Copy of article about Brookfield Mayor Jeff Speaker’s code violations

This game is called tit for tat. In game theory, this particular strategy is supposed to be the most effective towards winning. We’ll see.

I know I have been a major proponent of respecting other’s content in our blog world. But today there’s a case where Journal Communications hasn’t been very quick to respond to my concern over a copyright issue, so I thought, what the heck. Two can play that game.

This article has gone into hiding under the company’s archive system. They think it’s so important that you should have to pay to read it now! But, because I think this is important stuff for our community to know, and because it’s no longer available on the internet, and mostly because that company thinks it’s fine and dandy to reprint what they want of mine at their convenience, I’m going for it.

Of course, I’ll be happy to erase it should they come through and erase my content. If they don’t? The details of Mr. Speaker’s trouble will be on the Web forever. Not a bad trade-off if you ask me.


Brookfield mayor’s Milwaukee apartments rack up code violations

Broken windows, fire hazards among 50 filed

Brookfield — As a retired police officer, Brookfield Mayor Jeff Speaker says he believes in the “broken windows” theory of community policing, that being vigilant on nuisance issues will help stem bigger problems. But a Milwaukee apartment building he has owned for a year has numerous broken windows, prompting some of the 50 property code violations that city inspectors filed against him this week.

Speaker said tenants have broken windows and refused to pay for the damage. Some tenants said some windows have been broken since before Speaker bought the foreclosed 20-unit building for $423,500 in May 2007.

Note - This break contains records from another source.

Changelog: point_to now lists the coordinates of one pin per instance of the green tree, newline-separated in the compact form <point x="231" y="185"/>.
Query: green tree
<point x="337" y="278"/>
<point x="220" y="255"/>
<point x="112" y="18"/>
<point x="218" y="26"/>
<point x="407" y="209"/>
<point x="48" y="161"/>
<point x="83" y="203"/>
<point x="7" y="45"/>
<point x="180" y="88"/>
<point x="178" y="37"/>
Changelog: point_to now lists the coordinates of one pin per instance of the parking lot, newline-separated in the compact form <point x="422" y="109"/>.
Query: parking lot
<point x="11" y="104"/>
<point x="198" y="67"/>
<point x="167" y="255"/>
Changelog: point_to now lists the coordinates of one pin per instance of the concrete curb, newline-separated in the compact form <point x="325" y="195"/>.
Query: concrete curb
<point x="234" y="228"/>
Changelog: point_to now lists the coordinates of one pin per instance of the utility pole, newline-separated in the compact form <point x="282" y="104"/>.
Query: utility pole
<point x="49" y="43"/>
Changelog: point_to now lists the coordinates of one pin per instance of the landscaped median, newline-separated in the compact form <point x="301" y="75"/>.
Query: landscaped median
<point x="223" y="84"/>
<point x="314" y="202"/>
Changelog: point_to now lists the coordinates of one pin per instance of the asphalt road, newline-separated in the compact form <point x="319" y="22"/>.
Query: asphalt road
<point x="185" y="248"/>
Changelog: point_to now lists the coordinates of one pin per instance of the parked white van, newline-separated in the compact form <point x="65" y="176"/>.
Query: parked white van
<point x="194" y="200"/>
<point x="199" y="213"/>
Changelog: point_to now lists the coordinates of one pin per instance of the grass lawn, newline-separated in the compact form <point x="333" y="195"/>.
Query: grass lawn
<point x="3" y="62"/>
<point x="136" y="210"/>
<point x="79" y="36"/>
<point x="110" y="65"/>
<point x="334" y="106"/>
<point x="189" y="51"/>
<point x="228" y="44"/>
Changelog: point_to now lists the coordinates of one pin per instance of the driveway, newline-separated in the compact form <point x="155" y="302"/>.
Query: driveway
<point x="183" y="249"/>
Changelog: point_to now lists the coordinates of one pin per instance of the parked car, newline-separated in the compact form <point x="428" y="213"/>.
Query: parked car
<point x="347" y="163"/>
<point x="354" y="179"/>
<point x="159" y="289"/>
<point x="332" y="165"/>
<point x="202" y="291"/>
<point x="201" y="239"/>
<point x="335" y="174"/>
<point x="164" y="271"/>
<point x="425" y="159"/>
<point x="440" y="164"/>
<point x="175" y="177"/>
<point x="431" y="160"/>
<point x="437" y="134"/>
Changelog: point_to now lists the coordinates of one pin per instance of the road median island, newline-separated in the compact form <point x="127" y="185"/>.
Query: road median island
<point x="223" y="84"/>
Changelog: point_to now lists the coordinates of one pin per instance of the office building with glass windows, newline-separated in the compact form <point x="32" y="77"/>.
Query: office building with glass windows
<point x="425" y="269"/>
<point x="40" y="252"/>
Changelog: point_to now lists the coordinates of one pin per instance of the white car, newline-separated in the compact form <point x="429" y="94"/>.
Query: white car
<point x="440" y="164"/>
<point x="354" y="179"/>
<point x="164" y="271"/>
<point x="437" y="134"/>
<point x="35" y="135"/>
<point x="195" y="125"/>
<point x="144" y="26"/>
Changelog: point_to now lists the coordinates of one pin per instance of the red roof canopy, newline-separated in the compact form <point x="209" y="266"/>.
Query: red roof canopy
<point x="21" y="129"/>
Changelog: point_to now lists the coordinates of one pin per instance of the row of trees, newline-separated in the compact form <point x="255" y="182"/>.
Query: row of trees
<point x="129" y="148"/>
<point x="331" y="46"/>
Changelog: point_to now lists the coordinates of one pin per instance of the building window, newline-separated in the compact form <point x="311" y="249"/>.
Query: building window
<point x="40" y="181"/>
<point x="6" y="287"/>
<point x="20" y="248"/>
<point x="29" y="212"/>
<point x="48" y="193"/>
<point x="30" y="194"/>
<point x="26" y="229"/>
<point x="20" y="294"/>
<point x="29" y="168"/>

Other code violations filed include an uncapped gas line, which a Milwaukee city official called a potential explosion hazard; fire extinguisher issues; two toilets not fully attached to the floor; a defective downspout; and water-damaged plaster.

The apartment building has a checkered past, with an above-average number of inspection visits in recent years, including under Speaker’s ownership, said Todd Weiler, spokesman for the city’s Department of Neighborhood Services, which handles inspections.

“I credit him for trying to turn it around,” Weiler said. “We recognize it’s difficult to bring it out of a crappy condition into a compliant condition.

“But you should know that when you buy it and have hammer and nail ready,” Weiler said. “It’s time. The proof will be in the pudding. We’ll see what happens to his promises.”

Debris cleanup According to city records, Speaker did not respond to orders in January to remove debris and a junk vehicle, Weiler said, prompting the city to send contractors to do the work and then bill Speaker $442, including a $100 fee for repeated litter issues.

“When a (city) contractor has to go out, it’s a sign of very poor management,” Weiler said. “Whoever he has doing it is not on top of things.”

Asked why he bought the Milwaukee apartment building instead of one in Brookfield, Speaker said he couldn’t afford one in Brookfield.

“It’s an investment, and they can be fairly lucrative if you have a good tenant mix,” Speaker said of Milwaukee rental properties.

He said he would like to get tenants who are on rent assistance “because you’re guaranteed your money.” But he said he couldn’t do that until he made more repairs.

Pearl Johnson, who said she has lived there for about two years with her aunt and three children, said she has had water damage in her ceilings, with rain falling through light fixtures. She showed how her toilet moved up and down off the ground, and the shower head didn’t work.

Her living room window was broken about three months ago when her daughter threw a rock at it, but Speaker has refused to fix it unless Johnson pays for it.


July 7 – edited to comply with Journal Communication’s interpretation of fair use.


  1. Fair Play says:

    Cindy, watch the fair use…you are borderline. Watch out or Crapper is going to post:

    Fair Use doctrine, as outlined by the U.S. Copyright Office:

    The 1961 Report of the Register of Copyrights on the General Revision of the U.S. Copyright Law cites examples of

    activities that courts have regarded as fair use: “quotation of excerpts in a review or criticism for purposes of

    illustration or comment; quotation of short passages in a scholarly or technical work, for illustration or

    clarification of the author’s observations; use in a parody of some of the content of the work parodied; summary of

    an address or article, with brief quotations, in a news report; reproduction by a library of a portion of a work to

    replace part of a damaged copy; reproduction by a teacher or student of a small part of a work to illustrate a

    lesson; reproduction of a work in legislative or judicial proceedings or reports; incidental and fortuitous

    reproduction, in a newsreel or broadcast, of a work located in the scene of an event being reported.”